Like Botox, Xeomin relaxes muscles under the skin.
And like Botox, its primary use is expected to be cosmetic, for smoothing wrinkles and furrows.
But some people, like Susan Heintz, need it for medical reasons.
She had Bell's Palsy, which caused partial paralysis of the left side of the face.
"I had spasms in my left eye. I had spasms in my neck muscles. I was winking at strangers," Susan told Action News.
She was frustrated, "I didn't want to be crooked anymore. I was like a Picasso painting."
Dr. Allan Wulc of Plymouth Meeting has used Botox to loosened clenched muscles, and make Susan's face more symmetrical.
But with Xeomin available again, he decided to see how it worked for Susan.
He says some patients with eye or facial spasms develop a "resistance" to Botox.
"Some of them over time have seen a decrease in the effect of the botox. Either they need to come in more frequently, or they need a higher dose," Dr. Wulc says.
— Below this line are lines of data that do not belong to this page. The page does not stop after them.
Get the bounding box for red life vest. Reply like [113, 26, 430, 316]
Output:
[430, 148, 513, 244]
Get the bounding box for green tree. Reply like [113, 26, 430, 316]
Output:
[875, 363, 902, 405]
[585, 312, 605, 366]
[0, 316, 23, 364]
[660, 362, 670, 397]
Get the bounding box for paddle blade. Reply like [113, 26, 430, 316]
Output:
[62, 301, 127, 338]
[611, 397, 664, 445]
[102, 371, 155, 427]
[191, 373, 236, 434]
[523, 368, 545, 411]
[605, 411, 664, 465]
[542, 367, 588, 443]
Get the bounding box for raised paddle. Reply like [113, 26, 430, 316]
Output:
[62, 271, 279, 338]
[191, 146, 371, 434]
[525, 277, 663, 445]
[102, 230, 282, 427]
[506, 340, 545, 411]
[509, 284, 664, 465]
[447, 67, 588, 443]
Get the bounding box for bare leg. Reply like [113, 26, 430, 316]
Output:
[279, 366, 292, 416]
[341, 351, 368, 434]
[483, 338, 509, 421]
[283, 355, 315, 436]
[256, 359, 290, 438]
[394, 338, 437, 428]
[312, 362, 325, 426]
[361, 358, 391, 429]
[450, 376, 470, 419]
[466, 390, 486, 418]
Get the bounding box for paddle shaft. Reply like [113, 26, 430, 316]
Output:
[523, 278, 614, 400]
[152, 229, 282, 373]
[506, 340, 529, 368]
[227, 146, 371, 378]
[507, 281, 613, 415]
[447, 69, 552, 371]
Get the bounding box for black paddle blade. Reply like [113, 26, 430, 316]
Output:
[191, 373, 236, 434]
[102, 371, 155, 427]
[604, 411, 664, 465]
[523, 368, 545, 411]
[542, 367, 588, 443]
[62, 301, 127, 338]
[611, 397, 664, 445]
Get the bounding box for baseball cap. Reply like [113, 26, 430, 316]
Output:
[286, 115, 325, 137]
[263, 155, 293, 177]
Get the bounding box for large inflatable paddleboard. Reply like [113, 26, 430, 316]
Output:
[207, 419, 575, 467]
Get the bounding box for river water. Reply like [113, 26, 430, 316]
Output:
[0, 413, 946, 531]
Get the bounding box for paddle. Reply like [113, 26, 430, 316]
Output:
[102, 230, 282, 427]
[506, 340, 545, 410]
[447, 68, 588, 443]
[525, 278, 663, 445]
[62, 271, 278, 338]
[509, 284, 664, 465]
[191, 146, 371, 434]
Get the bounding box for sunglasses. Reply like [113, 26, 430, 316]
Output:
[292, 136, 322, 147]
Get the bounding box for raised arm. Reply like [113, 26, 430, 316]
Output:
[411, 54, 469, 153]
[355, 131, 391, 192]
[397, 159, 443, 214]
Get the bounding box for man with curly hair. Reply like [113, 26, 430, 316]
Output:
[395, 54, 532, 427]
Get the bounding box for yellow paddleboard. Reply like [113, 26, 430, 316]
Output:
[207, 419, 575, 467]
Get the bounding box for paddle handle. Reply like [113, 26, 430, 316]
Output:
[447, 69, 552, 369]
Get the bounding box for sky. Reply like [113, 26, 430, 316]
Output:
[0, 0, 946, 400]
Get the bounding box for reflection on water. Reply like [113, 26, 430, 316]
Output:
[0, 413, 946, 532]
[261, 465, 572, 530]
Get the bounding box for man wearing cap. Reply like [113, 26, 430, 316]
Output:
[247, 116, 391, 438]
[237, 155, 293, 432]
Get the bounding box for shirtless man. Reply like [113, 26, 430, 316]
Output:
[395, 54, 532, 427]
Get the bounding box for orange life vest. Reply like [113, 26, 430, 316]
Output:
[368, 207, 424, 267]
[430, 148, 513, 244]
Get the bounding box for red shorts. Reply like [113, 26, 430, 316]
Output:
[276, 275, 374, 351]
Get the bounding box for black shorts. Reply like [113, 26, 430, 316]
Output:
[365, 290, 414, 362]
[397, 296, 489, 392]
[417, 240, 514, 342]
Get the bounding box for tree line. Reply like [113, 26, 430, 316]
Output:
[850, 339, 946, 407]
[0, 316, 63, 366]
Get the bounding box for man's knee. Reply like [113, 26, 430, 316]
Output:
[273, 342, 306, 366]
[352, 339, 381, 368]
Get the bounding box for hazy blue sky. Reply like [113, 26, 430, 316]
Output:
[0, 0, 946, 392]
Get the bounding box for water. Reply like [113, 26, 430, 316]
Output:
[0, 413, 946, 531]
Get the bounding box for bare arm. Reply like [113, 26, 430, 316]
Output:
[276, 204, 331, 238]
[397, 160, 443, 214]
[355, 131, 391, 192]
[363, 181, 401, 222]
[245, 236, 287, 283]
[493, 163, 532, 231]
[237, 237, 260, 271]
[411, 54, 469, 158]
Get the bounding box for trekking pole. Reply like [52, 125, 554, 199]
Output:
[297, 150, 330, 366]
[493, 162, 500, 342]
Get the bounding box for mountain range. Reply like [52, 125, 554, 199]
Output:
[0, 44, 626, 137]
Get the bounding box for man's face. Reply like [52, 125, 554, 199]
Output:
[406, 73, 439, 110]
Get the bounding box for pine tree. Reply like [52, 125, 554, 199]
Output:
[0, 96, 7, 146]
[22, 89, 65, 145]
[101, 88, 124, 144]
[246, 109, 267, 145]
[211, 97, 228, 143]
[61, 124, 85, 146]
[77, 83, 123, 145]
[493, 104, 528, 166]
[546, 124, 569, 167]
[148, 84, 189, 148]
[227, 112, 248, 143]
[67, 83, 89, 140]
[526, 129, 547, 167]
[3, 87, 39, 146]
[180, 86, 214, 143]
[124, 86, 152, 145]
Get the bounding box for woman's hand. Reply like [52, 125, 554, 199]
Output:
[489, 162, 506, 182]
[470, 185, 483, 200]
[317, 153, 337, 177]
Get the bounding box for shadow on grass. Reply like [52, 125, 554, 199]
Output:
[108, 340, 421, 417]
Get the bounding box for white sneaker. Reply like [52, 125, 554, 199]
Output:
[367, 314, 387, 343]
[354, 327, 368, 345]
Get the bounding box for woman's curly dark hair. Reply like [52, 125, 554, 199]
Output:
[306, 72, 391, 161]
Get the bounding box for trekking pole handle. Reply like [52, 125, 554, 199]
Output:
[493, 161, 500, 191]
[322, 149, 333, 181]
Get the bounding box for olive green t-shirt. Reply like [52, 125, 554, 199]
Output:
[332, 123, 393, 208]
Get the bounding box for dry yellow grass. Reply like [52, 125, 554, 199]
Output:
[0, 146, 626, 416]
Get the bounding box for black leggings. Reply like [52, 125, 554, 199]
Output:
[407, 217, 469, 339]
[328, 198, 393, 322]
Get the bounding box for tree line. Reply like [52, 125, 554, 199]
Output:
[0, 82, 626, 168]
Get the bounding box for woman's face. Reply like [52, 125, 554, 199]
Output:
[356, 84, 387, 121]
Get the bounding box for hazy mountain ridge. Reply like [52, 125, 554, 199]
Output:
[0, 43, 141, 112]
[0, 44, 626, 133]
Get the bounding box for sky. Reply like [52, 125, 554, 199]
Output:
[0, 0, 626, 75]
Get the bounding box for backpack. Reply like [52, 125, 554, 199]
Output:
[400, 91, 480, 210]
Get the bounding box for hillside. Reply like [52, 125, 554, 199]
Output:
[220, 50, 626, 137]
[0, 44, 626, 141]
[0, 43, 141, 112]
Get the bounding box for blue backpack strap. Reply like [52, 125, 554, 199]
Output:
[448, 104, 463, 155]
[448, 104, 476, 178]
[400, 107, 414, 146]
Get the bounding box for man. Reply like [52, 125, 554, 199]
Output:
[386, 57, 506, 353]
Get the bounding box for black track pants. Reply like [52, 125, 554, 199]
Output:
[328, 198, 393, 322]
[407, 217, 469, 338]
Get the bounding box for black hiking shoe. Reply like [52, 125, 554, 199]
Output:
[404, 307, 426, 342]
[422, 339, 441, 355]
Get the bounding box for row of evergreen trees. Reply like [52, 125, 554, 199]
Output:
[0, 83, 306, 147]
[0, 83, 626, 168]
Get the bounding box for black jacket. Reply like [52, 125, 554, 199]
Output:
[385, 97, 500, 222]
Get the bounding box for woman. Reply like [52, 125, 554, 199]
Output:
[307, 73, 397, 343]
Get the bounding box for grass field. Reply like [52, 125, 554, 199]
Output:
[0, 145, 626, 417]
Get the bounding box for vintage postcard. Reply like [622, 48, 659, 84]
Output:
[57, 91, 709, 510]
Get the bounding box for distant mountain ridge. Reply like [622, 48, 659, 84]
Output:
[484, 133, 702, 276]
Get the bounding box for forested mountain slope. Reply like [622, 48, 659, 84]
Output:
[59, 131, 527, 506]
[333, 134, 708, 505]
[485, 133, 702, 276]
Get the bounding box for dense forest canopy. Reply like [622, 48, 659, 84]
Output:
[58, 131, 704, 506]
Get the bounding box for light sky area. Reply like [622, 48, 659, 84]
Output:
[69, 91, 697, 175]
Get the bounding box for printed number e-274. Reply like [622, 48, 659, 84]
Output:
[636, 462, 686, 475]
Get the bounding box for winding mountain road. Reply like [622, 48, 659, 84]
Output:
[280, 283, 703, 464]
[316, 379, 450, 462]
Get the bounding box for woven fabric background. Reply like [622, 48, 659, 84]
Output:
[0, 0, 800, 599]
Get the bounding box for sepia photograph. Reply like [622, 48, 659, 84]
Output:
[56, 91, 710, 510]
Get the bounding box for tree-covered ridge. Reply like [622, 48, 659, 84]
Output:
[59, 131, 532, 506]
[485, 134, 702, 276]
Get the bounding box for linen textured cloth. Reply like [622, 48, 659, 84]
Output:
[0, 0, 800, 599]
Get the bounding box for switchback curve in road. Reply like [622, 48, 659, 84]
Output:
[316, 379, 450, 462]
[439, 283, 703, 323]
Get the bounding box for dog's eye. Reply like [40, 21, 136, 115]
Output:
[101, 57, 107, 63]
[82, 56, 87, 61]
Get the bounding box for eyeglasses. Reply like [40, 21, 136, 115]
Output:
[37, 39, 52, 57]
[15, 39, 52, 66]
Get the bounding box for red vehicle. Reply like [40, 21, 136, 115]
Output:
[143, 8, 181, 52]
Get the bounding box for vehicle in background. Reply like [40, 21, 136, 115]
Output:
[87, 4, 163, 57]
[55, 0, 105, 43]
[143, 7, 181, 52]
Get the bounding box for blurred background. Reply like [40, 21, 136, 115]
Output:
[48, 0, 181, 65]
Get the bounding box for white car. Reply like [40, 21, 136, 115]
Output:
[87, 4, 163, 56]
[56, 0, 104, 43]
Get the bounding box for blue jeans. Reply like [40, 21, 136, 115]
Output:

However, while using Xeomin during its testing phases, Dr. Wulc noticed he could use smaller doses again.
He thinks the smaller molecules in Xeomin will also make allergic reactions less likely.
"It's exciting to have another product that will work at least as well as Botox," Dr. Wulc said.
Doses of Botox, Xeomin, and another competitor, Dysport cost roughly the same.
However, some industry watchers think the added competition by Xeomin will drive overall prices down.